I suppose the year’s end requires
some sort of reflection. There can be value in looking back, but it seems like
we look back for things to regret, mistakes made, things we’d like to do better
in the coming year. This doesn't seem to me like a fruitful exercise.
I know that there is a long list
of failures, objectives unfulfilled. But if I’ve learned anything in the last
year, it is not to set my sights too high. Trying to achieve too much is bound
to lead to failure. Overachiever or not, my expectations for myself need to be
reasonable.
In thinking about the new year,
and resolutions for it, I know that I need to de-task. I need to get some
things off my to-do list. And not by getting them done. By never putting them
there in the first place. Starting with the stacks of unread magazines. I will
not be renewing any magazine subscriptions in 2012. Sorry
New Yorker. Sorry
BusinessWeek and
Harvard Business Review. My backlog is enough to carry me a year or
more without a new edition appearing in my mailbox.

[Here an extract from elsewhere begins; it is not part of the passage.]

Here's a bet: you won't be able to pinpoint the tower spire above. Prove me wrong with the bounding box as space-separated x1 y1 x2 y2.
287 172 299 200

Another objective must be to
focus. At any given time I have many projects in the works. I make plans to do
this little bit on this project, another little bit of another, filling my
spare hours with this variety of tasks with completion expected by the end of
the week. This might just be unreasonable. It just leaves me with a long list
of partially finished or unfinished and neglected objectives. Pick the next
important thing on the list of things to do (let’s keep calling them
objectives) and see it through until it’s done. I am more productive when I’m
allowed to obsess over one thing instead of multitasking.
This, though, applies to
everything but writing. I have found that I work better in short bursts. If I
sit down, writing a first draft, for much longer than an hour, I find I begin
rushing to the next sign post, the next major event. When I work for short
periods, I am allowed to keep my creativity focused on what is before me. In an
extended period, I start trying to look further down the road, and rush to get
there.
Without the looking back and
beating myself up, I’ve managed to make some resolutions. Now to stick to
them--and not beat myself up if I don’t.